Les dysphonies peuvent être classées en fonction de trois critères :

  1. Quantitatif
  • Aphonie : perte totale de la voix.
  • Dysphonie :altération de la voix dans n’importe laquelle de ses qualités.
  1. Localisation
  • Laryngophonies : ce sont des dysphonies localisées dans le larynx et qui provoquent une mauvaise position (ton inadéquat), un enrouement vocal (voix très forte, sans timbre et trop grave), une laryngite fonctionnelle (processus inflammatoires dus à un abus prolongé de la voix criée) et phonasténie ou fatigue vocale (voix faible, peu profonde et sans timbre).
  • Rhinophonies :ce sont des altérations de la résonance ou de la nasalisation de la phonation.
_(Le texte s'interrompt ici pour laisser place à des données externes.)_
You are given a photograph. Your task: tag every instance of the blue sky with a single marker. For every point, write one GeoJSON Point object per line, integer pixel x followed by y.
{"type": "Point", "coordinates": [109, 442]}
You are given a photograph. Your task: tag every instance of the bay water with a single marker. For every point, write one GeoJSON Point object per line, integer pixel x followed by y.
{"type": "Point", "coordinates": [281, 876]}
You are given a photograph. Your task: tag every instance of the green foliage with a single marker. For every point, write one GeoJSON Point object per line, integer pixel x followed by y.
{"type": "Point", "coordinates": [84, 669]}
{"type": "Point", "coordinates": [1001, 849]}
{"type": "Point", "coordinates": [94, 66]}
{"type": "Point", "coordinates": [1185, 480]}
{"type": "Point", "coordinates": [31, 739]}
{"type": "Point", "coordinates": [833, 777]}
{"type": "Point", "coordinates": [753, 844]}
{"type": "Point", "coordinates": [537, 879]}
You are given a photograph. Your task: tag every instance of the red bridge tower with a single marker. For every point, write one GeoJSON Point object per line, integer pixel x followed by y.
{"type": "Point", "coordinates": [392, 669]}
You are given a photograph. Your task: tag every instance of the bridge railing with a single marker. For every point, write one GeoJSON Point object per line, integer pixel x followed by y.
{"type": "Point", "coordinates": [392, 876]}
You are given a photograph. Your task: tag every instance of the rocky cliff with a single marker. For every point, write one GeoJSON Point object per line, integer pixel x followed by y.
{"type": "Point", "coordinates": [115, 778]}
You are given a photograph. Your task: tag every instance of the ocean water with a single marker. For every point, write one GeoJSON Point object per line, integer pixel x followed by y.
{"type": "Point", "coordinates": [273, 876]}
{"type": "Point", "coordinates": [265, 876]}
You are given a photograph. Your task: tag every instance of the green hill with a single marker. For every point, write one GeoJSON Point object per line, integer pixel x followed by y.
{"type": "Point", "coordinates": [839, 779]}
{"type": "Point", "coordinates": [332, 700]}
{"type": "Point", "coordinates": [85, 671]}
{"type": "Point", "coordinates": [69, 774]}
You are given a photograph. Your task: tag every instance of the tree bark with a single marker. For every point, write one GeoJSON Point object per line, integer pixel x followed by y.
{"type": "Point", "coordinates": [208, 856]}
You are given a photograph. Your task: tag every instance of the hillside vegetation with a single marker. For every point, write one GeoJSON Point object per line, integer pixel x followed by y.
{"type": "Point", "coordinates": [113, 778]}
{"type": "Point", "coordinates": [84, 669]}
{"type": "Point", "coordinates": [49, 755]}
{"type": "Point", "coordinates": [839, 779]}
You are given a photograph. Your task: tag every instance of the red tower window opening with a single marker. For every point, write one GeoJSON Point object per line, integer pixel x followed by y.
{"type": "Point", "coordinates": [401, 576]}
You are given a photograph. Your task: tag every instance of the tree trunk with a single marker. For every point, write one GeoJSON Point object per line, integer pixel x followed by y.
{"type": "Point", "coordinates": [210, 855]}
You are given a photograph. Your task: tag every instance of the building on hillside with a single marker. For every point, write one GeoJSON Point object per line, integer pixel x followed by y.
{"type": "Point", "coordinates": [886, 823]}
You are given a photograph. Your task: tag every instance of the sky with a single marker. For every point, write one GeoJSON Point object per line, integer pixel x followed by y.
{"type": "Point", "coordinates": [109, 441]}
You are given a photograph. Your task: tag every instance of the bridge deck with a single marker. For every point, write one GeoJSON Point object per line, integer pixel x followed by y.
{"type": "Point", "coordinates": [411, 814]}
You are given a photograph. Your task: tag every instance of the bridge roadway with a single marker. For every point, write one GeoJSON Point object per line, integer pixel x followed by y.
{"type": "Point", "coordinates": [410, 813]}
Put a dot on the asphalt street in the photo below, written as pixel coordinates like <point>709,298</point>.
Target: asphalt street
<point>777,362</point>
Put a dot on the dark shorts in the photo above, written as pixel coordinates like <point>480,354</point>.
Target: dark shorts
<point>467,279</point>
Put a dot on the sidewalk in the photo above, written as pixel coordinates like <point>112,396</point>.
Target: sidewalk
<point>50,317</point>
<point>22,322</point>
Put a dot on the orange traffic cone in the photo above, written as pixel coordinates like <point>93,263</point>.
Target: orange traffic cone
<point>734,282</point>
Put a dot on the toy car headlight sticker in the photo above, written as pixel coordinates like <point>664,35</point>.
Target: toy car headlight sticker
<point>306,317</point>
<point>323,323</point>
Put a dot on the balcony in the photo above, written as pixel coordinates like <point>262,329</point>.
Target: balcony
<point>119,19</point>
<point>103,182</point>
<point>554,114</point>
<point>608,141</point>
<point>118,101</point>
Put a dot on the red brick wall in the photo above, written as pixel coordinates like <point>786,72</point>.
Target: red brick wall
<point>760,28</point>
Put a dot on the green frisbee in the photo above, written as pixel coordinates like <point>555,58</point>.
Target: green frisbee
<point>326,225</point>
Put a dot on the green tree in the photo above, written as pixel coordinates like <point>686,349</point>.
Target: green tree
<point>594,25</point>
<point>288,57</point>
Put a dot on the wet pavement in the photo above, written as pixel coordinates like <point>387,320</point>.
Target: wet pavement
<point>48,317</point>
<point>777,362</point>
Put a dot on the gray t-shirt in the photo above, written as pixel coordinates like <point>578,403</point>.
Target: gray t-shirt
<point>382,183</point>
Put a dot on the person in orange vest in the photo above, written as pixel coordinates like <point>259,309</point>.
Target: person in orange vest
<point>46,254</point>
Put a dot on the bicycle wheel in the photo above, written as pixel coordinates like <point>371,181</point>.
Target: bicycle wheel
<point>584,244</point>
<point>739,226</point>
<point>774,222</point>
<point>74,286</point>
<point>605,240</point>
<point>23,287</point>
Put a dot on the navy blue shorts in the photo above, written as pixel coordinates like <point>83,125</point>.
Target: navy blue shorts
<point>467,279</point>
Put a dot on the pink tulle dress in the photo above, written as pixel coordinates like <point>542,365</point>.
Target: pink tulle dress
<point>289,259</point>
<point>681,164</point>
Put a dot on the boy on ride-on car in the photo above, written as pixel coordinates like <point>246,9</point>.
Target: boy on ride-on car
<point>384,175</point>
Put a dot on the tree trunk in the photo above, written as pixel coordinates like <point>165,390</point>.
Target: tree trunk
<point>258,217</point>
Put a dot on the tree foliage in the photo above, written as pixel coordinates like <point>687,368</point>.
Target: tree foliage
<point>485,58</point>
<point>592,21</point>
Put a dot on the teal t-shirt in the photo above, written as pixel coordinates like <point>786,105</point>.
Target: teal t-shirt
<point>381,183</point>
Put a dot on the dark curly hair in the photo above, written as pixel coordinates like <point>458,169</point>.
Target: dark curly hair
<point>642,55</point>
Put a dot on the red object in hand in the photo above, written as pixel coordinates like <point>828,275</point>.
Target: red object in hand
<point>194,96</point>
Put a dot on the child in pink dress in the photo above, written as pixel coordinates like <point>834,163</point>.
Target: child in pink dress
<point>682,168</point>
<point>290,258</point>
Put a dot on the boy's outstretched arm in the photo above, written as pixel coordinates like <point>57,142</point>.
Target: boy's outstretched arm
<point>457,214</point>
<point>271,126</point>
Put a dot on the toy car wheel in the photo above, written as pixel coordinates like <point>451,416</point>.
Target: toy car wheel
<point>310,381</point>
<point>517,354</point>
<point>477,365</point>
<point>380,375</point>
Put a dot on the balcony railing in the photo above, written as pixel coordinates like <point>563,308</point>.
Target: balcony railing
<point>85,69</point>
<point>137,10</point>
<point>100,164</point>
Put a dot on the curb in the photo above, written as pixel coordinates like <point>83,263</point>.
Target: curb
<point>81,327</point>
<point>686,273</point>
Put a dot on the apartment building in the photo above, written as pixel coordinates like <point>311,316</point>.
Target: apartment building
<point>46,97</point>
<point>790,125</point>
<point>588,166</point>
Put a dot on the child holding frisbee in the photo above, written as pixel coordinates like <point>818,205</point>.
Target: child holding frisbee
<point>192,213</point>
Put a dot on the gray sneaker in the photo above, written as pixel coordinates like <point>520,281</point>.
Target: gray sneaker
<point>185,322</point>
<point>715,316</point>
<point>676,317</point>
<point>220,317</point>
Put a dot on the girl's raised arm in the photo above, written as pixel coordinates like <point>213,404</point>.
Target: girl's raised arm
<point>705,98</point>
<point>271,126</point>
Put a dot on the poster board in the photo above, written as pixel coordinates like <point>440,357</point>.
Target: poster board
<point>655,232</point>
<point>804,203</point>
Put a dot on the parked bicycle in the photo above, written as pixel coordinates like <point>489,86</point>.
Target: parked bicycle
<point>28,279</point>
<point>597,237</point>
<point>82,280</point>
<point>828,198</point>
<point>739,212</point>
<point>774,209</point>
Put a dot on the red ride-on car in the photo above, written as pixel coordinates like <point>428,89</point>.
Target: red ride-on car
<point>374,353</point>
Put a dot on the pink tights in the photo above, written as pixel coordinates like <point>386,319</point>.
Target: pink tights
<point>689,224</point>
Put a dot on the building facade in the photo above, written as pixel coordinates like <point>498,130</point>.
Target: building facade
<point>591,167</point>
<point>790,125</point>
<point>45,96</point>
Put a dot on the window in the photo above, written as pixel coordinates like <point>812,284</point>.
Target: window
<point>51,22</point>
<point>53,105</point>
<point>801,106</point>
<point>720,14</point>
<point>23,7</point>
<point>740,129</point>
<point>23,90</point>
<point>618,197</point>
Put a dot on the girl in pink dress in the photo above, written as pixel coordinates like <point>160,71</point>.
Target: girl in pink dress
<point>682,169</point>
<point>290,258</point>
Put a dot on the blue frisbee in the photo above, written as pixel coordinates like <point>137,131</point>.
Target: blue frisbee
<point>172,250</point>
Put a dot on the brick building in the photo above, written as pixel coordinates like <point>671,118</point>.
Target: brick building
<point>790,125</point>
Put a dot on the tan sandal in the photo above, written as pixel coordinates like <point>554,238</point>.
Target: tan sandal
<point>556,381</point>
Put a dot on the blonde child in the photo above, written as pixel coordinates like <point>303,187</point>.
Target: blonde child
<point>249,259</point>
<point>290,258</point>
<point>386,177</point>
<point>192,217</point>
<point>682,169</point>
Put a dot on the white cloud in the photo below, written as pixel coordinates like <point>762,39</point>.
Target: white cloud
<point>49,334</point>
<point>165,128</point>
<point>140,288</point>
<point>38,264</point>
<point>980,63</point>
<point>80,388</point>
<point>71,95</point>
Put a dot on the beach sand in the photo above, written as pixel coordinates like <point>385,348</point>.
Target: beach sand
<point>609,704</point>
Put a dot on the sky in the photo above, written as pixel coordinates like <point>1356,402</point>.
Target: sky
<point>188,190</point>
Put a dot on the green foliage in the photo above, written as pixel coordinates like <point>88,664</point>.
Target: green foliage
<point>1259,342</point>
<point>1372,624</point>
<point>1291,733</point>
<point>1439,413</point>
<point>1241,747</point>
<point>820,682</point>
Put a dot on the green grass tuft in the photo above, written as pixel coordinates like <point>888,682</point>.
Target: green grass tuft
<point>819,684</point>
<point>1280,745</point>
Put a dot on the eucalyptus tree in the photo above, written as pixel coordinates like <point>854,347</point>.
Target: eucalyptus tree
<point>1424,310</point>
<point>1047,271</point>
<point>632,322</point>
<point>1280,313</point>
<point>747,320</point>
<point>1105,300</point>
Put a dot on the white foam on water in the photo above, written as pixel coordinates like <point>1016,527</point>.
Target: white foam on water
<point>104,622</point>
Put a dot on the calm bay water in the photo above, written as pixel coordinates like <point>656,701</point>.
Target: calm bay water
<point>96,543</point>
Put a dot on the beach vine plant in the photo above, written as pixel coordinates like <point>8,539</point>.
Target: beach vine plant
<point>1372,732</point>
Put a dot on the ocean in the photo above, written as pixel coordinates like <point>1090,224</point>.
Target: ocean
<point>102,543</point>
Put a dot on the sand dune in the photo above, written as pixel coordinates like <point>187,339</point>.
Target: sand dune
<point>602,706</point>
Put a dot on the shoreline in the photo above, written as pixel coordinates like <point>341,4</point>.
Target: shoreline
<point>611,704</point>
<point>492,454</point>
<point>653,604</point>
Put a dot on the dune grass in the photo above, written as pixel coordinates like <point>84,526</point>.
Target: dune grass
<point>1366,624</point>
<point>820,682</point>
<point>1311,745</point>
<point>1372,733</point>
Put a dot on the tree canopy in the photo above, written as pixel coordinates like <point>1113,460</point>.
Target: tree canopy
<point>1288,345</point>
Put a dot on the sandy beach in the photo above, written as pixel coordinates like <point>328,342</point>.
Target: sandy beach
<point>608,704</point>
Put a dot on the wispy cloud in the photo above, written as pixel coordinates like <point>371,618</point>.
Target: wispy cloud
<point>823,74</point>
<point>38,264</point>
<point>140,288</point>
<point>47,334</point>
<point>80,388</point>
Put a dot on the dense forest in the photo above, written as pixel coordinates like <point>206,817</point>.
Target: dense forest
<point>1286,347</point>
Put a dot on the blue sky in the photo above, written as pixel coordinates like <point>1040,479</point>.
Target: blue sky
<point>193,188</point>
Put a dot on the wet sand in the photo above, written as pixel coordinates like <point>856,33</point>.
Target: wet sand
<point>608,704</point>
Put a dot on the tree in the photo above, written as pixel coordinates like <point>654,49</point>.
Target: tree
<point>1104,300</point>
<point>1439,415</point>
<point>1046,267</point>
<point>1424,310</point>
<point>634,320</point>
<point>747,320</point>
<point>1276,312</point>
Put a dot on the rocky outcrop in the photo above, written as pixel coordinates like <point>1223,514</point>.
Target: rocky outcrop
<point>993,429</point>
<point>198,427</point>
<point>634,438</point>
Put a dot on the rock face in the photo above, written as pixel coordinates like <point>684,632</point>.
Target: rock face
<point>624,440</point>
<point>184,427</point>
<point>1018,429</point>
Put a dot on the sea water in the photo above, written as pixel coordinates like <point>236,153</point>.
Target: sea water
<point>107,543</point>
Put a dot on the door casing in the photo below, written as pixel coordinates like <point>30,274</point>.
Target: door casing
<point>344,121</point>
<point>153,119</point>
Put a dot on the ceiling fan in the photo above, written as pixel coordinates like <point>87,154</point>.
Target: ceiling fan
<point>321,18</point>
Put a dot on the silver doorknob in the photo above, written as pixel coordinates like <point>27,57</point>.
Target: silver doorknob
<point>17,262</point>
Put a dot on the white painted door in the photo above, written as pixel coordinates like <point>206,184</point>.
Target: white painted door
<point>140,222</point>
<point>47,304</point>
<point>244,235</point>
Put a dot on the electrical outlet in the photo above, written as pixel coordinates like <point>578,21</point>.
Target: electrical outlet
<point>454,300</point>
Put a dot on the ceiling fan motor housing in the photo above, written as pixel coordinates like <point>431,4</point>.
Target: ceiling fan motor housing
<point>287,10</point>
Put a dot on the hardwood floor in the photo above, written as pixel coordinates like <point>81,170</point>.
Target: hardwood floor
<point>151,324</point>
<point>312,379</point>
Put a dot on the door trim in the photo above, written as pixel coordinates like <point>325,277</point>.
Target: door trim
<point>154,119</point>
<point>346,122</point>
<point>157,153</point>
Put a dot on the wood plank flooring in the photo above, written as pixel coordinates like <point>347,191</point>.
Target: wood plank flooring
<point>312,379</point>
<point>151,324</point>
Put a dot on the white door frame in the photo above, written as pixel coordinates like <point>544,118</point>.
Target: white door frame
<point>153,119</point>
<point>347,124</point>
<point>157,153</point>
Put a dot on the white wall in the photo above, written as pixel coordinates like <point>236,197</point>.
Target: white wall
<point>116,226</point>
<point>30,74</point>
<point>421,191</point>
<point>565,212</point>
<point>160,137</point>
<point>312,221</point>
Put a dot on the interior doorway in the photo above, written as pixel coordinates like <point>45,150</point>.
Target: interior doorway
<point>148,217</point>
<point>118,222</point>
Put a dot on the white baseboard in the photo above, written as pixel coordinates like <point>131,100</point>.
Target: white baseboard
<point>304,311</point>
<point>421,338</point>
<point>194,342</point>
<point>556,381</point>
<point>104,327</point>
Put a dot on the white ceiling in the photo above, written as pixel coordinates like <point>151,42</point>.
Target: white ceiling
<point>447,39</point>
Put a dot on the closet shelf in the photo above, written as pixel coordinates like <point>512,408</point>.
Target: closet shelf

Elles peuvent être :

. Rhinophonies ouvertes : l’air s’échappe par le nez pendant la phonation.

. Rhinophonies fermées : une obstruction nasale qui empêche le passage de l’air par les fosses nasales.

  1. Étiologie
  • Dysphonies organiques : produites par des lésions dans les organes de la phonation dues à des causes congénitales (lésions cérébrales, malformations, paralysies, facteurs endocriniens,…), inflammatoires (laryngites aiguë et chronique) et traumatiques (lésions par blessures, brûlures, radiothérapies, interventions chirurgicales,…).
  • Dysphonies fonctionnelles :produites par une altération de l’attitude vocale qui peut se compliquer avec des lésions organiques du larynx provoquées par l’effort vocal (nodules) ou par des altérations organiques transitoires (laryngites). La laryngite aiguë, les traumatismes et les allergies ainsi que les facteurs psychologiques, les maladies systémiques, etc. sont des facteurs de déclenchement. L’obligation de parler ou de chanter, les caractéristiques psychologiques personnelles, la consommation de tabac et d’alcool, les affections otorhinolaryngologiques chroniques, un mauvais contrôle audiophonatoire, une technique vocale défectueuse, une exposition à des bruits excessifs, la poussière, les vapeurs irritantes, etc. sont des facteurs favorisant leur apparition.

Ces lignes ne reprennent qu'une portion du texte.